El trauma de deshundir la cabeza del agua,
y dar la desesperada bocanada de aire,
mirando un cielo que es el mismo pero parece nuevo.
Después del sentido traumático del comprender lo in-consciente
ya no nos bañamos dos veces
porque no es el mismo río.
Ya no somos lxs mismos.
Y sin embargo es ahora
que somos nosotrxs
más que nunca.

jueves, 6 de diciembre de 2018

El cuerpo, de nuevo


¿Qué será lo que le hace el agua al cuerpo?
¿Por qué el rutinario hábito de la ducha a veces se siente como una huida 
cuando el agua caliente recorre el cuerpo
y la boca exhala el cansancio, el hastío, el hartazgo?
¿Qué seríamos sin el cuerpo?
Nada. No seríamos sin el cuerpo.
Y a veces lo obvio es lo que menos entendemos.
Escuchar música, ducharse, dejar que el agua abrace con su calor la piel tensa,
la espalda contracturada.
Acariciarse con el jabón como volviendo a un refugio.
Sentirse la piel.
Tocarse con las propias manos.
Esa sensación de novedad de algo tan simple: sentir-se.

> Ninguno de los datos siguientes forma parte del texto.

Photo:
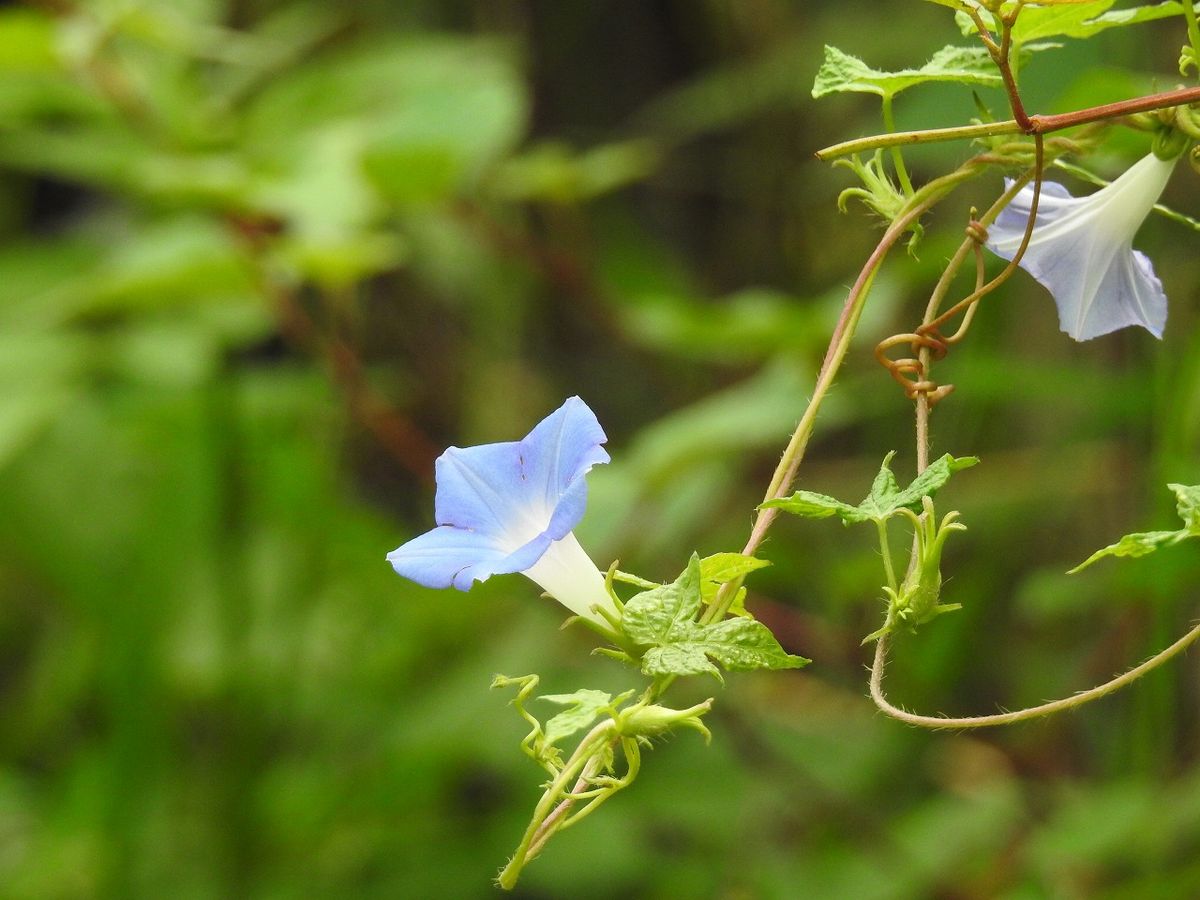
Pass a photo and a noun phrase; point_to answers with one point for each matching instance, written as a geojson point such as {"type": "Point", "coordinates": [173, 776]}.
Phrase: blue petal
{"type": "Point", "coordinates": [457, 557]}
{"type": "Point", "coordinates": [556, 456]}
{"type": "Point", "coordinates": [517, 490]}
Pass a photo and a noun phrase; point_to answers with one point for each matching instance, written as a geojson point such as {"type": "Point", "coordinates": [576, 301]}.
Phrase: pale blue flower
{"type": "Point", "coordinates": [1081, 251]}
{"type": "Point", "coordinates": [510, 508]}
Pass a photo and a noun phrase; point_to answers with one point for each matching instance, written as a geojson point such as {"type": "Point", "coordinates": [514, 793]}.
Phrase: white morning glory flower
{"type": "Point", "coordinates": [510, 508]}
{"type": "Point", "coordinates": [1081, 251]}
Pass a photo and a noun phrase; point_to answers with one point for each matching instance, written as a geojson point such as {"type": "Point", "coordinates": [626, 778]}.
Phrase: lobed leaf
{"type": "Point", "coordinates": [1073, 18]}
{"type": "Point", "coordinates": [739, 645]}
{"type": "Point", "coordinates": [1143, 543]}
{"type": "Point", "coordinates": [1188, 505]}
{"type": "Point", "coordinates": [1133, 545]}
{"type": "Point", "coordinates": [841, 72]}
{"type": "Point", "coordinates": [582, 708]}
{"type": "Point", "coordinates": [654, 616]}
{"type": "Point", "coordinates": [664, 621]}
{"type": "Point", "coordinates": [886, 498]}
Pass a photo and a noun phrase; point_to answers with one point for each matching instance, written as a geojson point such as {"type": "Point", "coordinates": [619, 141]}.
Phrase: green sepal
{"type": "Point", "coordinates": [1140, 544]}
{"type": "Point", "coordinates": [664, 621]}
{"type": "Point", "coordinates": [886, 498]}
{"type": "Point", "coordinates": [918, 599]}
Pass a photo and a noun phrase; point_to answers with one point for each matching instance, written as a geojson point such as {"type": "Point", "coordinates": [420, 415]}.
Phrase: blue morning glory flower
{"type": "Point", "coordinates": [1081, 251]}
{"type": "Point", "coordinates": [510, 508]}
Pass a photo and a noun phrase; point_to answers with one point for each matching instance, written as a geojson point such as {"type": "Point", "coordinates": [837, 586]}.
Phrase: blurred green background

Tocar-se.
Descansar del agobio. Interrumpir el ritmo cotidiano.
No es la primera vez que escribo sobre el cuerpo, el cansancio, la música, la ducha.
Revivir porque no se vive realmente en el día.
Y el cuerpo.
El cuerpo, de nuevo.
Que pide música. Que pide agua. Que quiere danza. Que quiere pausa.
Que ahora pide escritura.
No transcribe. No traduce.
Escribe. Seduce.
A estos dedos que necesitan seguir tocando ahora el teclado,
decir el cuerpo que son,
el cuerpo que soy,
el cuerpo que somos.
Un cuerpo que es siempre un infante,
siempre demandante,
siempre necesitando, siempre reclamando.
Como nosotros. Como nosotrxs.
Escritura que no es inspiración: es respiración.
También respiramos con las palabras:
el cuerpo respira con las palabras.
Escribe y exhala.
Emana sentido.
No construye. No produce.
Regala palabras.
Dedos y marcas, garganta y aire, contracción y significación.
El cuerpo, de nuevo, que me habla.
Mi cuerpo me habla.
Me pide el agua, el corte, el momento, la escritura, el baile, el descanso.
Que se silencie la interioridad.
Que se calle un poco el mundo de lo diario.
Que le de los minutos, el derecho al tiempo:
el suspenso del agua,
la libertad de la desnudez,
el remanso del sonido que no se emite,
la danza de los dedos,
la musicalidad de la escritura,
el éxtasis de la pausa.
La revolución de por un momento ya no el antes y el después,
ya no la sucesión serial.
El cuerpo exige su tiempo-quietud paradojal
contra lo productivo-laboral-cerebral.
¿Qué tendrán en común ducharse, bailar y escribir
como un modo de esa versión feliz
de la soledad que se siente libertad,
que se siente con el cuerpo
en un modo significante del silencio?